Suara.com - Revisi Undang-Undang Nomor 15 Tahun 2003 tentang Pemberantasan Tindak Pidana Terorisme, harus bisa menyudahi perkembangan ideologi yang menjadi dasar aksi-aksi teroristik.
Sebab, UU No 15/2003 tentang antiterorisme sementara ini hanya mengatur aparat penegak hukum untuk menindak aksi-aksi teroristik tanpa memunyai sistem pencegahan.

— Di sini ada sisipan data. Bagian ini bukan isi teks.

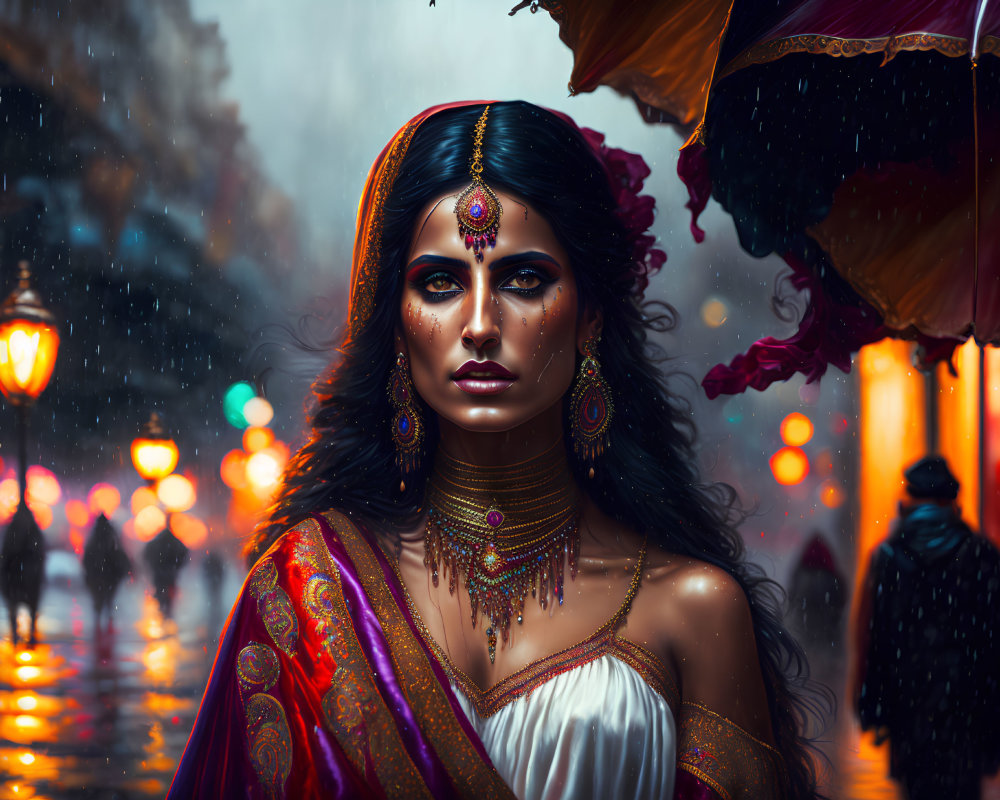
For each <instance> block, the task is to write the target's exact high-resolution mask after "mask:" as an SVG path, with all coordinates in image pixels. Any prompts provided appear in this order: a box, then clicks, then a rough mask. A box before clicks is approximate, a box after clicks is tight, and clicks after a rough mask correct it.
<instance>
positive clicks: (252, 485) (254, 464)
mask: <svg viewBox="0 0 1000 800" xmlns="http://www.w3.org/2000/svg"><path fill="white" fill-rule="evenodd" d="M280 477H281V464H279V463H278V459H277V458H276V457H275V455H274V454H273V453H271V452H270V451H268V450H261V451H260V452H259V453H254V454H253V455H252V456H250V458H248V459H247V480H248V481H249V482H250V485H251V486H252V487H253V489H254V491H256V492H265V491H270V490H271V489H273V488H274V487H275V486H277V484H278V478H280Z"/></svg>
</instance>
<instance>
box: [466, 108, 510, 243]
mask: <svg viewBox="0 0 1000 800" xmlns="http://www.w3.org/2000/svg"><path fill="white" fill-rule="evenodd" d="M489 113H490V107H489V106H486V108H484V109H483V114H482V116H481V117H480V118H479V121H478V122H477V123H476V128H475V139H474V140H473V143H472V164H470V165H469V171H470V172H471V173H472V183H470V184H469V185H468V187H466V189H465V191H463V192H462V193H461V194H460V195H459V196H458V202H457V203H456V204H455V216H457V217H458V233H459V235H460V236H462V237H464V238H465V247H466V249H468V248H470V247H471V248H472V252H473V253H475V255H476V261H482V260H483V250H484V249H485V248H486V247H487V246H489V247H495V246H496V243H497V232H498V231H499V230H500V216H501V215H502V214H503V206H501V205H500V200H499V199H498V198H497V196H496V194H495V193H494V192H493V190H492V189H491V188H490V187H489V186H487V185H486V184H485V183H483V179H482V171H483V149H482V148H483V135H484V134H485V133H486V117H487V115H488V114H489Z"/></svg>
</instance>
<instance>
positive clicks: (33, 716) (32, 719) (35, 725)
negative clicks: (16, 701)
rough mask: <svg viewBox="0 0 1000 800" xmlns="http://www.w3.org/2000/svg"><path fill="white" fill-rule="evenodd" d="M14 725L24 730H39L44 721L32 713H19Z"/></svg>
mask: <svg viewBox="0 0 1000 800" xmlns="http://www.w3.org/2000/svg"><path fill="white" fill-rule="evenodd" d="M14 725H15V726H16V727H17V728H19V729H20V730H22V731H28V730H38V729H39V728H41V727H42V721H41V720H40V719H39V718H38V717H36V716H34V715H32V714H18V715H17V716H16V717H14Z"/></svg>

“Saya kira harus menemukan apa pusat dari adanya terorisme, apa yang membuatnya masih ada, nah, itu yang harus dimatikan,” kata Peneliti Kajian Strategis Intelijen dari Universitas Indonesia Ridlwan Habib, dalam diskusi bertajuk 'Membedag Revisi UU Anti Terorisme' di Warung Daun, Cikini, Jakarta Pusat, Sabtu (3/6/2017).
Menurutnya, UU antiterorisme yang ada saat ini tak bisa menyelesaikan akar masalah aksi-aksi teror. Itu dibuktikan dengan banyaknya teroris yang ditangkap setiap tahun, tapi aksi teroristik justru terus menghantui Indonesia.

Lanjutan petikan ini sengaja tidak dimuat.